TEMPO.CO, Jakarta - Menteri Luar Negeri Retno Marsudi menegaskan komitmen pemerintah untuk menjadikan perekonomian nasional lebih kuat. Salah satunya terkait upaya peningkatan investasi di luar negeri (outbond investment) yang disebut Presiden Joko Widodo atau Jokowi sebagai pemicu pertumbuhan.
“Sehingga dalam (pembahasan) perjanjian investasi bilateral, kita harus melindungi investasi-investasi kita di luar negeri.
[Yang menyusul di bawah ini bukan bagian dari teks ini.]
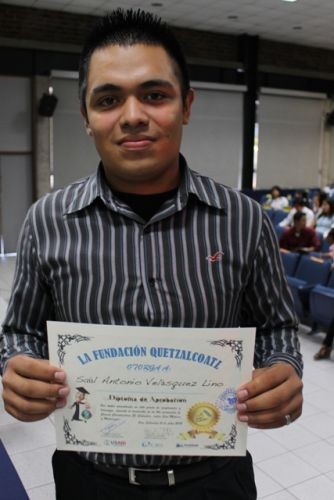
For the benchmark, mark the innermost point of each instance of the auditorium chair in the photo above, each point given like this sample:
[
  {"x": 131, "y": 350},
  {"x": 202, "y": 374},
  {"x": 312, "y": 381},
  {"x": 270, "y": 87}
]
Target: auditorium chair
[
  {"x": 321, "y": 303},
  {"x": 311, "y": 271},
  {"x": 290, "y": 261}
]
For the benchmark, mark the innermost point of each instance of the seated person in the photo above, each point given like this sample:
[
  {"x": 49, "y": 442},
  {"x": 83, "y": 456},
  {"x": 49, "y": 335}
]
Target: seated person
[
  {"x": 299, "y": 238},
  {"x": 330, "y": 252},
  {"x": 325, "y": 220},
  {"x": 317, "y": 200},
  {"x": 299, "y": 205},
  {"x": 276, "y": 200},
  {"x": 325, "y": 350}
]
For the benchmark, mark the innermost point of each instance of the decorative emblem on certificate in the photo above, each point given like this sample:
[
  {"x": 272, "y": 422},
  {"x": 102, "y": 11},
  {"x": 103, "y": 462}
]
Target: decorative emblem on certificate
[{"x": 151, "y": 391}]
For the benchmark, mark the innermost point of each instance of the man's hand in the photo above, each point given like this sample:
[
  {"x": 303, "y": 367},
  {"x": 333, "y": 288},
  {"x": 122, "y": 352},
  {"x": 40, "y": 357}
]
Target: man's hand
[
  {"x": 32, "y": 388},
  {"x": 273, "y": 393}
]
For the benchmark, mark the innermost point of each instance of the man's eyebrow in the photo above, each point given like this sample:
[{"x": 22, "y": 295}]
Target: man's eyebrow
[
  {"x": 110, "y": 87},
  {"x": 106, "y": 87},
  {"x": 156, "y": 83}
]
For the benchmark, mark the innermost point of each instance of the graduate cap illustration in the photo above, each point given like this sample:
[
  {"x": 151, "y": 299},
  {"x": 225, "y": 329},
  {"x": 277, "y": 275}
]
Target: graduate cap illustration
[{"x": 82, "y": 390}]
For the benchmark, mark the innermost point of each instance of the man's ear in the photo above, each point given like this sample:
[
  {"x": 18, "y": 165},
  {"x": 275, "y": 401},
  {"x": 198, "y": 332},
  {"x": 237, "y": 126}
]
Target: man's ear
[
  {"x": 85, "y": 117},
  {"x": 187, "y": 106}
]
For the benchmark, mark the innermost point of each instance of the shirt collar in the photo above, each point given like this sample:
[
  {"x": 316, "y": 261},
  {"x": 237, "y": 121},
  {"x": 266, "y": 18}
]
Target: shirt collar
[{"x": 192, "y": 183}]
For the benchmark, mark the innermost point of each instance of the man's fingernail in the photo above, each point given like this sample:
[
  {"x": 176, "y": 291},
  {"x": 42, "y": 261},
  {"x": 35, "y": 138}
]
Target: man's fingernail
[
  {"x": 243, "y": 418},
  {"x": 63, "y": 392},
  {"x": 243, "y": 394},
  {"x": 241, "y": 407},
  {"x": 60, "y": 376}
]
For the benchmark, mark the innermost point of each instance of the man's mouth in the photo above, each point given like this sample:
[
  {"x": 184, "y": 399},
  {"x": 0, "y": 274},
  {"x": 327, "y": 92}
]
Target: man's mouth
[{"x": 136, "y": 142}]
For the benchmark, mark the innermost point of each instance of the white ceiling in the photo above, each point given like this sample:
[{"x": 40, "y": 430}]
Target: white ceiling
[{"x": 305, "y": 22}]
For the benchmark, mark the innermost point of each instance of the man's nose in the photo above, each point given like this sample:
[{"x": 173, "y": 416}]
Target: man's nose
[{"x": 133, "y": 113}]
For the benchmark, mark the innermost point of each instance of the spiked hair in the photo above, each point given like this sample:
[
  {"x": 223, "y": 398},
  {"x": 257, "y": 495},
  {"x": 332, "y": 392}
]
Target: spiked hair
[{"x": 126, "y": 28}]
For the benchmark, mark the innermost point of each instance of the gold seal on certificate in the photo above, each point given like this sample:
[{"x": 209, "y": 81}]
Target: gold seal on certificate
[
  {"x": 203, "y": 417},
  {"x": 151, "y": 390}
]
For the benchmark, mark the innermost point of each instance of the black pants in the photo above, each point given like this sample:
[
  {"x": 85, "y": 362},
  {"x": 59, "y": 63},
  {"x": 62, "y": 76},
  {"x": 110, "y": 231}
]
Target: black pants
[
  {"x": 76, "y": 479},
  {"x": 328, "y": 341}
]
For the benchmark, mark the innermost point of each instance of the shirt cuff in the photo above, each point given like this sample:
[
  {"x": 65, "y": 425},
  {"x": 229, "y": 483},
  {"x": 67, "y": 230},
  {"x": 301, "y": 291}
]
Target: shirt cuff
[{"x": 285, "y": 358}]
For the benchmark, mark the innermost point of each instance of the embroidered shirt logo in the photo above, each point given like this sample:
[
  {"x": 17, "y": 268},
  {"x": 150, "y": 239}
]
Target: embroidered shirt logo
[{"x": 216, "y": 257}]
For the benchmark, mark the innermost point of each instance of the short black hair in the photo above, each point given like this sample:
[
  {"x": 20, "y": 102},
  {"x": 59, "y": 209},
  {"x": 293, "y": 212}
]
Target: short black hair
[
  {"x": 126, "y": 28},
  {"x": 298, "y": 216},
  {"x": 277, "y": 188}
]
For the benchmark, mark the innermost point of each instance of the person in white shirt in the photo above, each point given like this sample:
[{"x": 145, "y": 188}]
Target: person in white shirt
[
  {"x": 276, "y": 200},
  {"x": 325, "y": 220},
  {"x": 299, "y": 205}
]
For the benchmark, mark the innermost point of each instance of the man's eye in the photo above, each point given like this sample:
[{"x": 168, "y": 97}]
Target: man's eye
[
  {"x": 107, "y": 101},
  {"x": 155, "y": 96}
]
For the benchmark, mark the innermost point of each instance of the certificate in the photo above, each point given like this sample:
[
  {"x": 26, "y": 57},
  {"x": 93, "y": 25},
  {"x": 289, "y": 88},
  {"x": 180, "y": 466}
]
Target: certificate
[{"x": 146, "y": 390}]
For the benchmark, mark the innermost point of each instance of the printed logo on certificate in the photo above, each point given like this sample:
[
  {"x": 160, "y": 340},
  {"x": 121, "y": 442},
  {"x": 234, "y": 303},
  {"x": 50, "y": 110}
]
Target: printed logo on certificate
[{"x": 158, "y": 391}]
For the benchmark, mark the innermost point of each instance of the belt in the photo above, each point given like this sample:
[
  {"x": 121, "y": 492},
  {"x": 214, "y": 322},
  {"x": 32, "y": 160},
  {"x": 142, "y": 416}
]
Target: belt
[{"x": 164, "y": 476}]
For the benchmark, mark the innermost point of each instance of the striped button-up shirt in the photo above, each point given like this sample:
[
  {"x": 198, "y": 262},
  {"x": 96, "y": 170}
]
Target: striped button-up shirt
[{"x": 207, "y": 258}]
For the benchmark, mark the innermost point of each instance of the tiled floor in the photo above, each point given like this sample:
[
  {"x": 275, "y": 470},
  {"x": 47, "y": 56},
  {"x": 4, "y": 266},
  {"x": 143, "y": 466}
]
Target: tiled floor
[{"x": 295, "y": 462}]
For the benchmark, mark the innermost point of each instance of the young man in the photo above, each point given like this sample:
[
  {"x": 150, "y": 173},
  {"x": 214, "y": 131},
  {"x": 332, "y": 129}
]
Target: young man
[
  {"x": 131, "y": 245},
  {"x": 300, "y": 238}
]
Ini bukan hanya investasi ekonomi tetapi bisa dikonversi menjadi investasi politik juga,” kata Retno dalam Rapat Kerja Nasional Kamar Dagang dan Industri Indonesia atau Kadin Bidang Hubungan Internasional di Jakarta, Selasa, 19 November 2019.
Dalam kesempatan itu, Retno juga mengajak pelaku usaha bersama dengan pemerintah membangun ketahanan ekonomi Indonesia, guna menghadapi situasi perekonomian dan geopolitik dunia yang penuh ketidakpastian. “Pada saat ekonomi Indonesia kuat maka kita akan dapat bertahan,” ucapnya.
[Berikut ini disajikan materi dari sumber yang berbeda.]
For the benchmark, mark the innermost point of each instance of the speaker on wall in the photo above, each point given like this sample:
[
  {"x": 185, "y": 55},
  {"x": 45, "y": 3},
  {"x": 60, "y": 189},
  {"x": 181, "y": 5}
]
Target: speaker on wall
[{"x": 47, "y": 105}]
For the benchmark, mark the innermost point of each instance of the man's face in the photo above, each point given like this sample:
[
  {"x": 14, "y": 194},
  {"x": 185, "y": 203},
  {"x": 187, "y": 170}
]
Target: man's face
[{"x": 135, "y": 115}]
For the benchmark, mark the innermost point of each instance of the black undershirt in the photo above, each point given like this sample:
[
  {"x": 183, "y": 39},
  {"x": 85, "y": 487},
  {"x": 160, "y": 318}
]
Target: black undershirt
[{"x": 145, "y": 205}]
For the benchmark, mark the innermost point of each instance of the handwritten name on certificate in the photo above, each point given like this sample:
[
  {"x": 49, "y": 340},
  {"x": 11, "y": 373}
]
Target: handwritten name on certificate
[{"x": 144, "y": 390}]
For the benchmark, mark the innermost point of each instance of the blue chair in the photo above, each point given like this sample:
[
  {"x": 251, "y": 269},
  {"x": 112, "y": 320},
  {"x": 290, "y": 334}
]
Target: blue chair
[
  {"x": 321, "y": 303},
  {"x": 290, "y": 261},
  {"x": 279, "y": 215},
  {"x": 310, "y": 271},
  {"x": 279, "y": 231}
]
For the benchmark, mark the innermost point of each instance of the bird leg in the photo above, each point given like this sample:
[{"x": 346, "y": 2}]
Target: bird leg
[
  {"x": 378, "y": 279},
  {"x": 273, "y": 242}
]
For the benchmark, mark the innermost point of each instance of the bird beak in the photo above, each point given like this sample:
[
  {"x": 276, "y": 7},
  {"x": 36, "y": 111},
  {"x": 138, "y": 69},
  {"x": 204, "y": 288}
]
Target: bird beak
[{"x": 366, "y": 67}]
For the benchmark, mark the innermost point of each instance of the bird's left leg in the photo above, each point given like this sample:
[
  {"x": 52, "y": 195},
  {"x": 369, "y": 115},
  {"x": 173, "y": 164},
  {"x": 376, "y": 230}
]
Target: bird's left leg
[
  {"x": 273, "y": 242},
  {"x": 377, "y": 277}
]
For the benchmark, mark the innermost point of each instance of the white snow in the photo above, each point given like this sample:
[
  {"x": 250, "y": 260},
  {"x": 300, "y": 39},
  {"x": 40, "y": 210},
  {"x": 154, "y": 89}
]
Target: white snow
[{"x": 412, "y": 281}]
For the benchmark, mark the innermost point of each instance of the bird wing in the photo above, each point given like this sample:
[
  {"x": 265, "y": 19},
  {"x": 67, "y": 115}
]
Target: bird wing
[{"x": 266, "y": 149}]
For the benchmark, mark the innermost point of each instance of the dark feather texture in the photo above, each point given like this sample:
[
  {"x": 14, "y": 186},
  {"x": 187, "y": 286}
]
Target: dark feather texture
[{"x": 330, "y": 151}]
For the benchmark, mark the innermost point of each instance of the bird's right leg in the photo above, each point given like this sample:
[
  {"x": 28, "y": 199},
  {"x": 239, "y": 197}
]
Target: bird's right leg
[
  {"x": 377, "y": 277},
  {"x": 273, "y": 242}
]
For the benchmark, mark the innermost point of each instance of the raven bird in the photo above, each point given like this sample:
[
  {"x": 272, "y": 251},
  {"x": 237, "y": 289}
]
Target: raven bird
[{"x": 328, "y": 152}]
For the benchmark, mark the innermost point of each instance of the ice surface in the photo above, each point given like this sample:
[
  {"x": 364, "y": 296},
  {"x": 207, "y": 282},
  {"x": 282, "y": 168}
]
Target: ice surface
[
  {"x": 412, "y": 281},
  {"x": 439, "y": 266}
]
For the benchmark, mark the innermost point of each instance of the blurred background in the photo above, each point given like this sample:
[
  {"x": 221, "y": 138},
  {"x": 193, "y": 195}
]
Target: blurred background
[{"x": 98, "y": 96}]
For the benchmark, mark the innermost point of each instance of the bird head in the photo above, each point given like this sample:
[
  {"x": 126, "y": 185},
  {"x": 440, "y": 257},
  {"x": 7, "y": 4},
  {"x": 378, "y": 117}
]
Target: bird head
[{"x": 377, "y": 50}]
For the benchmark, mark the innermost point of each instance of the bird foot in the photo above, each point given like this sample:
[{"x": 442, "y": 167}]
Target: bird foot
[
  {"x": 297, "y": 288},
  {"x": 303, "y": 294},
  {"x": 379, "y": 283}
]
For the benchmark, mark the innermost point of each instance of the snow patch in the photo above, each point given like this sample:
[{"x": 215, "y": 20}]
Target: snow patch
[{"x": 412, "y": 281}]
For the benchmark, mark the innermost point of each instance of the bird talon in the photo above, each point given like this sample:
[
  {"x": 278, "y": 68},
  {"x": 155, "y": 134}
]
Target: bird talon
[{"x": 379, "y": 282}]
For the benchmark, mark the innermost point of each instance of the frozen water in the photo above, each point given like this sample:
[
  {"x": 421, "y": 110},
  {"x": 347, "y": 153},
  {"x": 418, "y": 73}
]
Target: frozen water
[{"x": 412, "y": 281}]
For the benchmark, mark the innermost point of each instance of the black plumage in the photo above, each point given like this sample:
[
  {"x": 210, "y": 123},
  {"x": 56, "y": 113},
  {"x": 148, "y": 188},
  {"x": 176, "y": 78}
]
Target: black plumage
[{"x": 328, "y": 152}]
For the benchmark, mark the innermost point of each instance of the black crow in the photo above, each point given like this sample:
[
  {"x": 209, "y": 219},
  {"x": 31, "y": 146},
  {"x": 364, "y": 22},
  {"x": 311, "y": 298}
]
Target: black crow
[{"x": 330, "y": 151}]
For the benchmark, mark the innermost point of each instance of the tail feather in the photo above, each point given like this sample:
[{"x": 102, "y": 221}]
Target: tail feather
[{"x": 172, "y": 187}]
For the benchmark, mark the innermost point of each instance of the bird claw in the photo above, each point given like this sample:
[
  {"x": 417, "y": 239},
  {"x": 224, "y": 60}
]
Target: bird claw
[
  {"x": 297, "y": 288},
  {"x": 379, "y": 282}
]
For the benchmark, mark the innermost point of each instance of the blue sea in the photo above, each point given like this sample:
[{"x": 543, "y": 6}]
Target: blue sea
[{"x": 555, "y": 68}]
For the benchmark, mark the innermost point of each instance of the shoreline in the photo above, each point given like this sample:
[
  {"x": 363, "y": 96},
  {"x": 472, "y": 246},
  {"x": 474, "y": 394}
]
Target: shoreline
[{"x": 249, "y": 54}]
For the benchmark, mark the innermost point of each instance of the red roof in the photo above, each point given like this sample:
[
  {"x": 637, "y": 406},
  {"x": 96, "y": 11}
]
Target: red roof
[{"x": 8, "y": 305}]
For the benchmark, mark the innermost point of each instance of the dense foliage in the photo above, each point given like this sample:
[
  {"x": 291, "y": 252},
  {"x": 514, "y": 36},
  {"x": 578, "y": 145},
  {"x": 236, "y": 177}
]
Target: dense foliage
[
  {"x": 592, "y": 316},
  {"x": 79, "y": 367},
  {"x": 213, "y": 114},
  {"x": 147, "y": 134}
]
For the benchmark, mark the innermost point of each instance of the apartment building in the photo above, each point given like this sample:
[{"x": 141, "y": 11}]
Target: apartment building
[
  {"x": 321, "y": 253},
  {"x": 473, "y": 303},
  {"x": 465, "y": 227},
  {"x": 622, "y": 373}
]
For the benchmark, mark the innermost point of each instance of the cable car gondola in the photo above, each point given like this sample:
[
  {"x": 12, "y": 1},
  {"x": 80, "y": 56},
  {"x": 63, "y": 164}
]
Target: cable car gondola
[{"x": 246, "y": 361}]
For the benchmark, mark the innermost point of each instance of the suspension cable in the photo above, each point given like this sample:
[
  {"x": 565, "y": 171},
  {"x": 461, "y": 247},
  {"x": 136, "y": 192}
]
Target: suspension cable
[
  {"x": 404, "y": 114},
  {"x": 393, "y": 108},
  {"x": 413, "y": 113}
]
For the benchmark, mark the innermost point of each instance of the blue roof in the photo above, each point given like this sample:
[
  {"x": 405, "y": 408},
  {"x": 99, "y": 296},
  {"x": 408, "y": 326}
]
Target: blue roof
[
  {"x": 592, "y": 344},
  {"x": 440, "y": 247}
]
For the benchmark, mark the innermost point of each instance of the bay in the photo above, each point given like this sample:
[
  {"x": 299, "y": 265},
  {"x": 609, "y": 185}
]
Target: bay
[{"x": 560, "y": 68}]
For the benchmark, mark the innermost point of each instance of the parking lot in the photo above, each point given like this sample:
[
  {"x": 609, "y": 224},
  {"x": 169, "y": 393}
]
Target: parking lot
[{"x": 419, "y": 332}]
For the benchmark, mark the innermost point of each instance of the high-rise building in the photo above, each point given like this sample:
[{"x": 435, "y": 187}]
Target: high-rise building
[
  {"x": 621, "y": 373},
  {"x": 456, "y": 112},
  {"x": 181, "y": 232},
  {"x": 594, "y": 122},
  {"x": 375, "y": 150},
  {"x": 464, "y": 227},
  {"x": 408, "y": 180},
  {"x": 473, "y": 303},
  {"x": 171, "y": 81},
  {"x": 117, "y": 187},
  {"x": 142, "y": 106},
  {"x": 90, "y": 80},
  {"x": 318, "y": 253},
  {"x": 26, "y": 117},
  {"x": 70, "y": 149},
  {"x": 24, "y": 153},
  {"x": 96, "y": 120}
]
Retno menjelaskan, dari sisi diplomasi, upaya meningkatkan ketahanan ekonomi dilakukan dengan memanfaatkan besarnya pasar dan jumlah penduduk Indonesia sebagai aset dan nilai tawar dalam negosiasi untuk menghasilkan kesepakatan yang saling menguntungkan bagi setiap pihak. “Karena kalau tidak begitu, kita hanya akan menjadi pasar saja. Kita harus bisa mendapat sesuatu dari pertandingan ini,” ujarnya.
Direktur Pelaksana Dana Moneter Internasional (IMF) Kristalina Georgieva sebelumnya menilai ekonomi Indonesia masih cukup bagus dan inklusif, dengan dukungan kebijakan ekonomi yang sehat.
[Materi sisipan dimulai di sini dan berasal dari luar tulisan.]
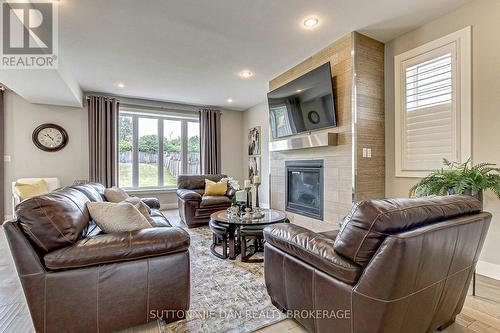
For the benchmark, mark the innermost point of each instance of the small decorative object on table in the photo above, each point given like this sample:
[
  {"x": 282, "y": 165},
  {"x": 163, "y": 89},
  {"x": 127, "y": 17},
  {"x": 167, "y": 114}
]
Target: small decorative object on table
[
  {"x": 257, "y": 212},
  {"x": 248, "y": 209}
]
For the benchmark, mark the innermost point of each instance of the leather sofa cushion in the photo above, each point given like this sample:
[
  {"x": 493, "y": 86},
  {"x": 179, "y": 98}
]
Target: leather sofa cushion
[
  {"x": 153, "y": 203},
  {"x": 211, "y": 200},
  {"x": 109, "y": 248},
  {"x": 330, "y": 234},
  {"x": 54, "y": 220},
  {"x": 315, "y": 249},
  {"x": 189, "y": 195},
  {"x": 90, "y": 191},
  {"x": 369, "y": 223},
  {"x": 196, "y": 182}
]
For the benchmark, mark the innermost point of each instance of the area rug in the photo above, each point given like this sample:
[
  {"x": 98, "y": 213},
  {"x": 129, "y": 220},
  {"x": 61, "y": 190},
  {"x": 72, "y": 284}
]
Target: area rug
[{"x": 226, "y": 295}]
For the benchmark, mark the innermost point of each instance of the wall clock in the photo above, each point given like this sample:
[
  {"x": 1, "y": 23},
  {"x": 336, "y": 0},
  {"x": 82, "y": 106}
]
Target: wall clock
[{"x": 50, "y": 137}]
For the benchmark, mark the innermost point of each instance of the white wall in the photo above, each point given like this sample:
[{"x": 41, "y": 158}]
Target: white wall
[
  {"x": 258, "y": 115},
  {"x": 21, "y": 118},
  {"x": 483, "y": 16},
  {"x": 232, "y": 154}
]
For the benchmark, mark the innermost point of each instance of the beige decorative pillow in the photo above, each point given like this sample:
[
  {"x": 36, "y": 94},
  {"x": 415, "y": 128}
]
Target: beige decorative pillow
[
  {"x": 141, "y": 207},
  {"x": 115, "y": 194},
  {"x": 117, "y": 217}
]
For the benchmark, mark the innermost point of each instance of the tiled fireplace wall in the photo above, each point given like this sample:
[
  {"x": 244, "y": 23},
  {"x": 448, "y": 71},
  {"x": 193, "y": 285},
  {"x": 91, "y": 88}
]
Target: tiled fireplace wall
[{"x": 357, "y": 65}]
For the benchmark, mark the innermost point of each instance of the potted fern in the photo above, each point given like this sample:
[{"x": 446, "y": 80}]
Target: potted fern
[{"x": 460, "y": 178}]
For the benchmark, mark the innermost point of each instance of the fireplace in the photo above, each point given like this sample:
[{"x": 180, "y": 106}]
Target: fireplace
[{"x": 304, "y": 188}]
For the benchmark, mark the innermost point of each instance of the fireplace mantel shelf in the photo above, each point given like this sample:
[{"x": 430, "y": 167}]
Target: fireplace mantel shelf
[{"x": 312, "y": 140}]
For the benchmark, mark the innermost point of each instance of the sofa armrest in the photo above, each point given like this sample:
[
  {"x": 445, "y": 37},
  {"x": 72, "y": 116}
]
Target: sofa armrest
[
  {"x": 124, "y": 246},
  {"x": 188, "y": 195},
  {"x": 152, "y": 203},
  {"x": 312, "y": 248}
]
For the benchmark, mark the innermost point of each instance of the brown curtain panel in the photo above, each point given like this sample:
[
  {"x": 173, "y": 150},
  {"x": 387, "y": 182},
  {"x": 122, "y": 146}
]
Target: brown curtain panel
[
  {"x": 210, "y": 129},
  {"x": 2, "y": 164},
  {"x": 103, "y": 140}
]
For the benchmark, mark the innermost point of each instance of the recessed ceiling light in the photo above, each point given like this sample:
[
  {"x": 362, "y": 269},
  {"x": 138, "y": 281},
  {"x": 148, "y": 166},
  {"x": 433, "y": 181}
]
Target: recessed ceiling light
[
  {"x": 311, "y": 22},
  {"x": 245, "y": 74}
]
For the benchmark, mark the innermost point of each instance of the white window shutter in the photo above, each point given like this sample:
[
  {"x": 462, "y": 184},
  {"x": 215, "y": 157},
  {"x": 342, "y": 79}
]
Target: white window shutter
[{"x": 431, "y": 116}]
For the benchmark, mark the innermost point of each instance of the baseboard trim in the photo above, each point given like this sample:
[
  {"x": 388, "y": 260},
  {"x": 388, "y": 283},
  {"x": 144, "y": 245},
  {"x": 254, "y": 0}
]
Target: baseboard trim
[
  {"x": 169, "y": 206},
  {"x": 488, "y": 269}
]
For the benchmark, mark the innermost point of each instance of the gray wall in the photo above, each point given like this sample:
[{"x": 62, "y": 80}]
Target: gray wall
[
  {"x": 71, "y": 163},
  {"x": 483, "y": 16},
  {"x": 27, "y": 161}
]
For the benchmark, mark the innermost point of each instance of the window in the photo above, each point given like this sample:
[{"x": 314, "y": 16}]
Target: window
[
  {"x": 432, "y": 107},
  {"x": 154, "y": 149}
]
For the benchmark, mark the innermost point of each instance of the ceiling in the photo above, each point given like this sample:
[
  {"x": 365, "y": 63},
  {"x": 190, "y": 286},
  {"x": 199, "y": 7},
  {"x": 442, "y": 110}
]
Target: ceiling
[{"x": 191, "y": 51}]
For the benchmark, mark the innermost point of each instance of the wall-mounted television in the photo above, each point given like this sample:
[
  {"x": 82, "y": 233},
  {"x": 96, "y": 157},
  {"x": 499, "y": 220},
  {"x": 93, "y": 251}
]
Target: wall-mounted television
[{"x": 303, "y": 105}]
Dalam pertemuan dengan Presiden Jokowi di sela-sela Konferensi Tingkat Tinggi (KTT) ke-35 Perhimpunan Bangsa-Bangsa Asia Tenggara (ASEAN) di Thailand, awal November lalu, ekonom asal Bulgaria itu juga menyebut ASEAN berada pada 'titik terang' dalam ekonomi global, yang tahun ini pertumbuhannya mencapai titik terendah sejak terjadinya krisis.
Sedangkan pertumbuhan ekonomi Indonesia masih relatif stabil pada triwulan III-2019 sebesar 5,02 persen, merujuk pada data Badan Pusat Statistik (BPS). Angka pertumbuhan tersebut masih lebih baik dibandingkan negara-negara lain, misalnya Singapura, yang mengalami pertumbuhan negatif.
Merujuk data IMF, perekonomian dunia saat ini mengalami tekanan cukup berat. Hal ini terlihat dari revisi proyeksi pertumbuhan ekonomi dunia 2019 yang turun sekitar 0,7 persen dari proyeksi 3,7 persen menjadi hanya 3 persen.